Bagi korban bencana, tidak ada alasan untuk “merasa sendiri”, mereka tetap harus memiliki harapan yang kuat untuk menggapai kehidupan yang lebih baik. Dengan sikap ini, para korban bencana tetap harus percaya bahwa “di luar” dirinya banyak orang lain yang peduli dan memiliki solidaritas kepada mereka.
Harapan untuk mengarungi hidup di masa depan harus dibangun berdasarkan keyakinan akan adanya kepedulian orang lain dan karena Allah tidak menghendaki orang yang berputus asa. Sebagaimana firman Allah,
يَا بَنِيَّ اذْهَبُوا فَتَحَسَّسُوا مِنْ يُوسُفَ وَأَخِيْهِ وَلاَ تَيْأَسُوْا مِنْ رَّوحِ اللهِ إنَّهُ لاَ يَيْأَسُوا مِنْ رَوْحِ اللهِ إِلاَّ القَوْمُ الكَافِرُونِ (أية 87 من سورة يوسف)
“Hai anak-anakku, pergilah kamu, maka carilah berita tentang Yusuf dan saudaranya dan janganlah kamu berputus asa dari rahmat Allah. Sesungguhnya tiada berputus asa dari rahmat Allah, melainkan kaum yang kafir” (QS Yusuf :87).

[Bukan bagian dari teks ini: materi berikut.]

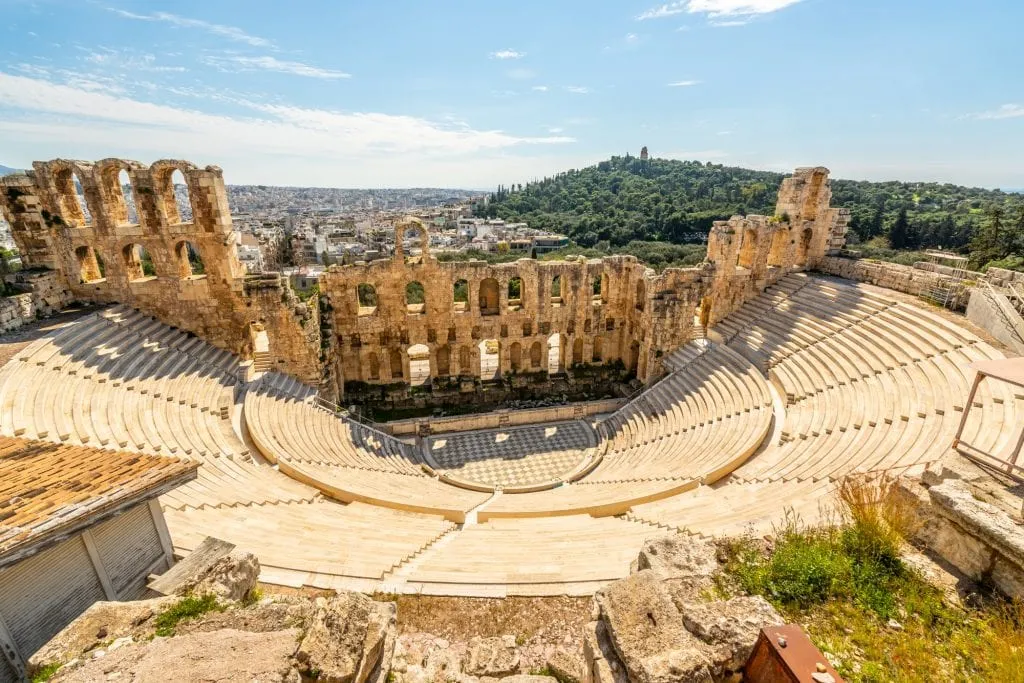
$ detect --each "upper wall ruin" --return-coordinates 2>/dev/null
[0,159,849,394]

Putus asa tidak akan mengubah kondisi kehidupan seseorang ketika ditimpa bencana. Dengan demikian, pilihan untuk bangkita dan menyongsong masa depan dengan tetap menjadikan peristiwa yang telah berlalu adalah modal terbesar untuk memperbaiki kehidupan di masa yang akan datang.
Selain semangat untuk bangkit dan keyakinan akan adanya pertolongan dari orang lain, sikap penting lainnya yang harus dimiliki setelah bencana terjadi adalah syukur dan sabar. Pada saat manusia ditimpa dengan kebaikan maka harus bersyukur pada Allah, karena hal itu merupakan ujian berupa hasanat (kebaikan).

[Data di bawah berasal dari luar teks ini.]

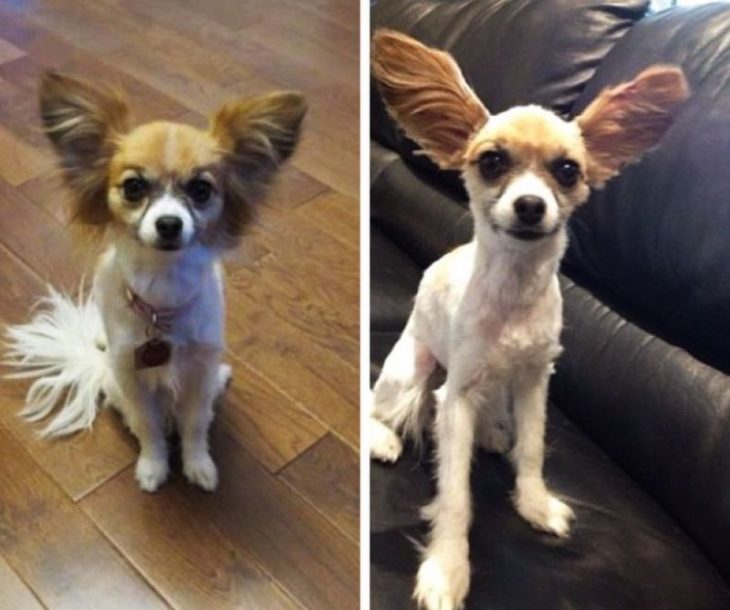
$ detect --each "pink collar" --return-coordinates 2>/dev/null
[126,286,187,334]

Menurut Muhammad ‘Abduh dalam kitabnya, Tafsir Surah Al Fatihah wa Juz ‘Amma, bersyukur (asy syukr) dilakukan dengan hati, secara lisan dan perbuatan, dan ini berbeda dengan memuji (al hamdu) yang bermakna pujian dengan lisan saja.
Syukur secara hati adalah kemantapan dan keikhlasan hati dalam menerima kebaikan dari Allah yang diikuti dengan pujian kepada Allah dengan mengucapkan alhamdu lillahi rabbil ‘alamin. Kemudian syukur dilanjutkan dengan perbuatan yakni menggunakan seluruh kebaikan yang telah diberikan oleh Allah untuk kebaikan-kebaikan kembali kepada seluruh makhluk.
Dengan sikap ini maka Allah akan menambah kebaikan pada seseorangn tersebut sebagaimana firman Allah,
وَإِذْ تَأَذَّنَ رَبُّكُمْ لَئْنْ شَكَرْتُمْ لَأَزِدَنَّكُمْ وِلَئِنْ كَفَرْتُمْ إِنَّ عَذَابِي لَشَدِيْد… (أية 14 من سورة الأعراف)
“Dan (ingatlah juga) tatkala Tuhanmu memberitahukan, ‘sesungguhnya jika kamu bersyukur maka pasti akan Kami tambah (nikmat) padamu, dan jika kamu mengingkari (nikmat-Ku), maka sesungguhnya adzab-Ku sangat pedih” (QS Al A’raf :14).
Sumber: Himpunan Putusan Tarjih (HPT) jilid 3 Bagian Keempat, Pembahasan Kedua tentang Fikih Kebencanaan hal. 628-630, dengan penyesuaian.